Le festival se veut tourné vers l’Europe. Avez-vous remarqué, dans les films sélectionnés, une façon de faire ou un œil européen?

Oui, je crois que la communauté européenne est réelle. Par exemple, quatre thèmes reviennent particulièrement: l’immigration, la violence des jeunes, les problèmes environnementaux et la menace sur les libertés individuelles.


Le palmarès récompense les meilleurs films par support et non par genre. Cela signifie-t-il que ces quatre écrans sont de qualité inégale?

Non, juste qu’ils sont différents. Chacun a sa propre fonction et chacun est amené à évoluer différemment dans les années à venir. Le cinéma va de plus en plus être un écran magnifié, consacré aux belles images et aux innovations de l’image, comme la 3D. Ce sera le seul endroit où nous pourrons encore être captifs face aux images et les partager dans une ambiance privilégiée, dans l’obscurité et le silence. Il deviendra aussi une salle de spectacle à part entière, où les retransmissions sportives ou culturelles seront possibles. La télévision sera encore le média le plus important avant de perdre peu à peu sa prépondérance. Elle restera cependant l’écran privilégié du foyer, celui que l’on partage en famille ou entre amis. Elle devra également relever le défi de garder les gens devant le poste. Cela suggère une nouvelle créativité narrative et renforce l’importance du travail de programmation des chaînes.

Et sur le Net et les mobiles?

Internet est le média sur lequel on peut tout voir, où il n’y a qu’à se servir.
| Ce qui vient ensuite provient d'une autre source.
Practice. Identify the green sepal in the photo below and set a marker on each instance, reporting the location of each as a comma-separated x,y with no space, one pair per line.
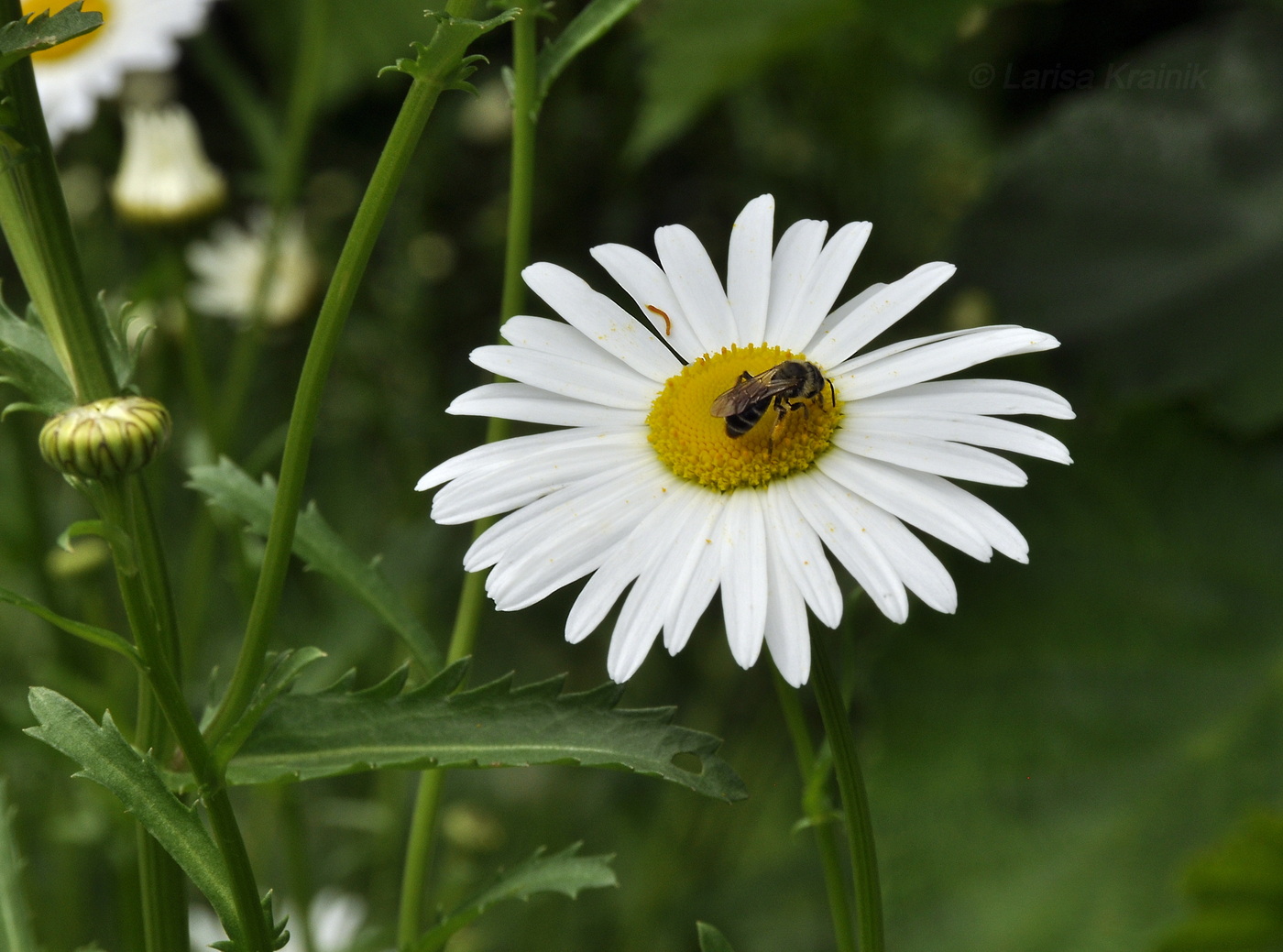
321,548
589,26
106,759
336,730
40,31
122,545
440,60
28,362
103,638
564,872
711,939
Concernant les images, il aura deux fonctions: être un tremplin au buzz pour des programmes télévisés, via des trailers ou des diffusions inédites notamment, et faire réagir les internautes à ces programmes. Les chaînes de télévisions pourront également y développer des séries dérivées de programmes existants. L’avantage du Net, c’est que tout y est délinéarisé, c’est-à-dire que les gens choisissent eux-mêmes ce qu’ils veulent voir. Quant au mobile, je pense qu’il restera encore longtemps un média de services et d’alerte.


D’où le lancement du prix Phone reporter 2008 pour cette deuxième édition?

Oui, il faut désormais compter avec les témoignages ou les vidéos filmées par des amateurs. Même si les journalistes restent méfiants envers cette pratique, je pense qu’il s’agit d’une source nouvelle qui permet d’enrichir l’information. Je pense notamment à l’assassinat de Benazir Bhutto. Le rôle des journalistes est justement de vérifier l’information donnée. Il est d’ailleurs nécessaire que les professionnels de l’image et de l’information investissent la sphère numérique, pour mettre en perspective toutes les données qui y circulent. Sans cela, le numérique restera un univers confus qui sera vite sans intérêt.